A possible farewell to my iPhone.

Okay, so it’s no secret that I love Google. I’ve replaced Spotlight with Quick Search Box as the default search system on my computer. I use Google Gadgets on my Dashboard rather than the default widgets that Apple developed. I have Notifier set up in my menubar. I even have a non-working version of Chrome for Mac.

Here’s something that I’ve been considering. I’m currently an iPhone user, but I’ve grown increasingly more intrigued by Android OS, particularly on the myTouch 3G. The marketing is a tad bit cheesy and over-the-top, and it makes the phone look kinda lame, but it’s actually a solid phone. While its hardware isn’t exactly a strong rival to the iPhone’s, Google’s Android OS has enough potential to take on Apple’s iPhone OS. And that’s what I’m interested in.

One of my big beefs with the iPhone is Apple’s (AT&T’s) rejection of the Google Voice app.

I love Google Voice. Its ease of use and consolidation of ideas make it a fantastic system to have.

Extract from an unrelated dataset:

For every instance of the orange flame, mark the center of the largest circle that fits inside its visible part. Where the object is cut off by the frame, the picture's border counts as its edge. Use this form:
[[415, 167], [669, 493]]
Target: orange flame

And, well, it’s free. And I like free. But using Google Voice on iPhone OS is clunky and cumbersome because it’s based on the browser. It’s not even a webapp. It’s just a mobile site.

And after reading this Tech Crunch article, I became more and more intrigued. For starters, I’ve been wanting more control over my phone’s OS. Now, I love the Apple UI, but I often feel like (particularly on the iPhone) Apple refuses to let the user customize at all.

So what does that mean for me? I don’t know. I’m still on the fence about all this. I love my iPhone. But I’m also dying to get the most out of my Google Voice account. And I’m a sucker for integration. With Google, my entire communication and organizational life is integrated. Email, voice, SMS, calendars, documents. . . you name it, my Google account has it (so you can imagine how excited I am about Wave). But given the fact that I’m currently working only part-time, it may not be in my best interest to go phone shopping right now and get smacked with AT&T’s lovely termination fee.

In the long run, I know I’ll be saving a ton of money (given T-Mobile’s much more digestible prices, coupled with my reliance on Google Voice which will save me money on minutes and texting because it’s free), but the initial investment is a bit much for someone who’s broke like me.